Joe Girardi went to lefthander Phil Coke with left-handed Nick Markakis and the defense responded by cutting down two runners at the plate to propel the Yankees to a 2-1 victory on Hideki Matsui's one-out, walk-off homer in the ninth at Yankee Stadium. The win was the Yankees' fourth in a row and moved them back into a tie for first with the Red Sox in the AL East.
The Yankees have gone 42-22 since Alex Rodriguez returned to the lineup on May 9.
Coke got Markakis to hit grounder to first baseman Mark Teixeira, who fielded the ball cleanly and fired home. Jose Molina caught the ball on the first base side, but was able to reach back across the plate in time to tag Izturis.
Then, Coke's first pitch to Adam Jones bounced in the dirt and squirted away from Molina. After hesitating just a split second, Roberts made a dash for the plate, but Coke got there in time to take the throw from Molina, apply the tag and keep the score knotted at 1.
It's not often when defense makes such an obvious difference in a game, and after three games during which we've seen outfielders struggle with the sun in left, take bad routes to balls and get caught in-between on a sinking liner, it was great to seen the Yankees' defense come through in a huge moment. It preserved what was yet another strong outing from a Yankee starter in another delightful, though increasingly stressful, pitchers' duel.
Andy Pettitte struck out a season-high eight and allowed just one run -- a first-inning homer to Markakis -- on six hits and two walks, throwing a terrific 76 of 109 pitches for strikes. He worked out of a jam in the fifth and got double plays to escape the sixth and seventh. He looked like the old Pettitte.
The Yankees have now gotten a quality start in each of their four games since the All-Star break.
That they've won all four isn't a surprise. What is a surprise, though, is that they've need those kinds of efforts because the offense, which ranks first or second in most offensive categories, has gone cold, relying on homers to score.
Facing David Hernandez for the first time, the Yankees had a chance to knock the rookie about in the first inning, but couldn't get the clutch hit with runners in scoring position. They got three hits out of their first seven hitters, but scored just one run.
With one out, Johnny Damon singled and went to third on Teixeira's single, bringing up Alex Rodriguez. A-Rod, however, watched a third strike go by and after Matsui walked to load the bases, Robinson Cano flew out to left to end the threat.
Even though he's no longer in the fifth spot, big run-scoring situation still seem to find Cano.

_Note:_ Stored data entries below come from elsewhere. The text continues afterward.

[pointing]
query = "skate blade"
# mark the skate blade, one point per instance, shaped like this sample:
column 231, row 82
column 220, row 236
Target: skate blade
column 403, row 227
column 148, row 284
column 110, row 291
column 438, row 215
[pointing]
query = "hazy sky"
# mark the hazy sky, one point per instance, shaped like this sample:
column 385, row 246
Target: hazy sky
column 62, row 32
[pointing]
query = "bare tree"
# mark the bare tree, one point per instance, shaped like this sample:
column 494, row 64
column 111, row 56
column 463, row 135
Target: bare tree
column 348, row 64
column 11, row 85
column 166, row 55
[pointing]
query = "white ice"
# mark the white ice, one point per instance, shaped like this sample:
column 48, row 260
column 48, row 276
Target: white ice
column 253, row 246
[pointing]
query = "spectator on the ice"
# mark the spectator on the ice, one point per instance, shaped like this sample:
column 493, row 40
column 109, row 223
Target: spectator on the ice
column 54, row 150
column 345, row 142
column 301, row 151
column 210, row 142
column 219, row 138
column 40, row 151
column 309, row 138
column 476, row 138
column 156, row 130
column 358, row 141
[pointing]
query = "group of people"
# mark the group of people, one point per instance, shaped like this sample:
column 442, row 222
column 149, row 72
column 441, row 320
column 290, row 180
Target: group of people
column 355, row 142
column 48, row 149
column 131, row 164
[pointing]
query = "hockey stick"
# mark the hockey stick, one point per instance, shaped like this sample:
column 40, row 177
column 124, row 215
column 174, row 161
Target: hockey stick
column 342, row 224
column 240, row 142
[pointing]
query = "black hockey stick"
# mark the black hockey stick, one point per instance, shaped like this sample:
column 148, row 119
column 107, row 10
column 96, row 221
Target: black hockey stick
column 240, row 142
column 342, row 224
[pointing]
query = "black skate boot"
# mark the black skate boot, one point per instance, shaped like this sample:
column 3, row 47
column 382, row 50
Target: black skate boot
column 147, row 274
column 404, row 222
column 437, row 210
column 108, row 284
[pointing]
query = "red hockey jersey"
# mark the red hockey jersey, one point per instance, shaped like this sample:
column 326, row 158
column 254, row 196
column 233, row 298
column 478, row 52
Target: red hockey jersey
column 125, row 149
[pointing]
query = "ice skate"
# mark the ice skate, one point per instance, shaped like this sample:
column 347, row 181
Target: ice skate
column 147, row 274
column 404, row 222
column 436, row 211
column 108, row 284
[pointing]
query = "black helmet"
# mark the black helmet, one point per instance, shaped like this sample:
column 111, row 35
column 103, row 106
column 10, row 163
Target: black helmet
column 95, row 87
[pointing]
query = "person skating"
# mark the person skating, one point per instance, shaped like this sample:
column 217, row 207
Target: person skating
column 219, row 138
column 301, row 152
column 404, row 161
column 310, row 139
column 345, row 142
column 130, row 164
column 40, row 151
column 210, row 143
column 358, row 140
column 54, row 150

Eric Hinske tied the score by leading off the second with a homer, but that would be the Yankees' last hit until the ninth, when Matsui took the first two pitches from Jim Johnson for ball and fouled off the next three before crushing the final pitch, a 95 mph fastball, into right center, giving the Yankees their ninth walk-off homer of the season.
And another shaving cream pie celebration.
Runners In Scoring Position
Since A-Rod's Return May 8
Vs. Red Sox
Tuesday vs. Orioles, 7:05 p.m., Local TV (check your listings).
Rich Hill (3-2, 7.22 ERA) vs. Sergio Mitre (No record)
If this game gets played, and that looks doubtful, the Yankees will try to catch lightning in a bottle, hoping Mitre becomes the next Aaron Small. Mitre is 10-23 in his major league career, but is 2-1 with a 2.40 ERA at Triple-A Scranton this year and is the Yankees best option at the moment. Chien-Ming Wang had a set back as he tries to recover from a shoulder strain and it is unlikely he'll be back by early August.
That means unless Mitre can show he can actually pitch well, the Yankees will be looking for a pitcher at the trade deadline -- just don't expect it to be Roy Halladay. Brian Cashman against reiterated that he is not willing to give up the farm for Halladay and that given the poor market for starting pitchers, he is more likely to try to find a reliever and move Alfredo Aceves into the rotation. Phil Hughes is expect to remain in the eighth-inning role where he has become dominant.
Keep an eye on the Reds here. They are four games under .500 and 5-1/2 games out of first. If they decided to give up the chase and become sellers, Bronson Arroyo might be a feasible option -- if the price is right.